Pregnant venezuelan women worked between 18 and 20 hours in Peru

(AVN) – Between 18 and 20 hours a day worked Anys Durán, a Venezuelan who emigrated to Peru looking for better opportunities, but what she found was an adverse reality, of labour exploitation.

This young woman was one of the 89 people who on August 28th returned to their homeland on flight 6051, thanks to the support of the National Government that promotes the (Return to the Homeland) Plan.

Durán narrated in an interview with the Venezuelan News Agency (AVN), that she could not see the time to return to her country, and described the abuse she suffered in the first five months of her pregnancy. “The treatment at first was ugly because they demanded, they demanded and they did not pay well, they treated badly, they did not give good food,” she said.

She took the initiative to emigrate because a group of friends, who were planning her trip to Peru, encouraged her to leave with them, “because supposedly the economy in that country was fine and the money was going to reach me”.

However, since she arrived, it was difficult for her, the Peruvians began to treat her badly, and offend her.

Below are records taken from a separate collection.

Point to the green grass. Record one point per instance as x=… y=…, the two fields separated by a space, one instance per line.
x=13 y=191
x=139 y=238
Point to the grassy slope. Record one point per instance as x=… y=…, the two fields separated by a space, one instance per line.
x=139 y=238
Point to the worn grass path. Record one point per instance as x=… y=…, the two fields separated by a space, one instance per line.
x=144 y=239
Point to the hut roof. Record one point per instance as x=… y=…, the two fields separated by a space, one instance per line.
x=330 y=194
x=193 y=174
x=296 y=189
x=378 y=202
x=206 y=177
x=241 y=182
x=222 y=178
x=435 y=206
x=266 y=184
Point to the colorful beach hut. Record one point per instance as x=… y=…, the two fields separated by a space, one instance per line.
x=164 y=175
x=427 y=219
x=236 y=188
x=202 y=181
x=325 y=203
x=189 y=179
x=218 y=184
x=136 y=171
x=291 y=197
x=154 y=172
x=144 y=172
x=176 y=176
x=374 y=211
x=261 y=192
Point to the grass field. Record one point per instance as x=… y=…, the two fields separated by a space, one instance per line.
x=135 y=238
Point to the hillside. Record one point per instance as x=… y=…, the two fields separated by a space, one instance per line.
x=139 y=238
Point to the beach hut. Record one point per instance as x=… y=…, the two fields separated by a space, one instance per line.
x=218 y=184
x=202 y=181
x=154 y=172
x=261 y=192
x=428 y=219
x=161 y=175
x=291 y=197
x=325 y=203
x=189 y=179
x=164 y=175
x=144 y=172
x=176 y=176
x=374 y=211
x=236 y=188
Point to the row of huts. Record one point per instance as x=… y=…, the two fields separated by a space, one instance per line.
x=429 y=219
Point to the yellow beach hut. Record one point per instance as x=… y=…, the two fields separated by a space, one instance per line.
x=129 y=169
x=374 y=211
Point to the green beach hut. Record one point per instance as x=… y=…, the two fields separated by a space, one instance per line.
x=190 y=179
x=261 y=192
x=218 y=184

Durán first arrived in Lima, capital of the Inca Country, where she spent two months working in a car wash that paid her less than minimum wage established in that country and worked 12 hours a day.
Later, she went to the Jungle in Uchiza, where she worked in a restaurant that exploited her for work. “I worked from 18 to 20 hours, depending on the movement in the restaurant because the man did not want to close, he wanted us to be working all the time.”

“The first week he told us that this first week the sales were low and he did not have to pay us, the second week he told us that all the money had been invested, that next time he paid us better, then, in the end with so many discussions and so many problems that were inside the restaurant he left us with 180 soles and I had no more ”
In Venezuela, the Organic Law of Labor, Workers and Workers (LOTTT) grants benefits to women who are in a state of gestation.

A month after working at the restaurant, she returned to Lima where she began working as a nanny and selling on the street: pump, coffee and chocolate, to collect some money and return to Venezuela.

She was going to be four months pregnant when she made the decision to go to the Venezuelan Embassy in Peru to ask for help to be repatriated as soon as possible. “When they told me they would do everything possible to let me get on the plane, it was huge emotion, I had no words to thank the embassy” she recalled.

When asked if she would travel to Peru again, she stated in a very strong way: “No, I would not go back there,” and added that she regrets having left her country because of the promise of a stable economy, when what she abandoned in the Homeland of Bolívar was a “paradise”.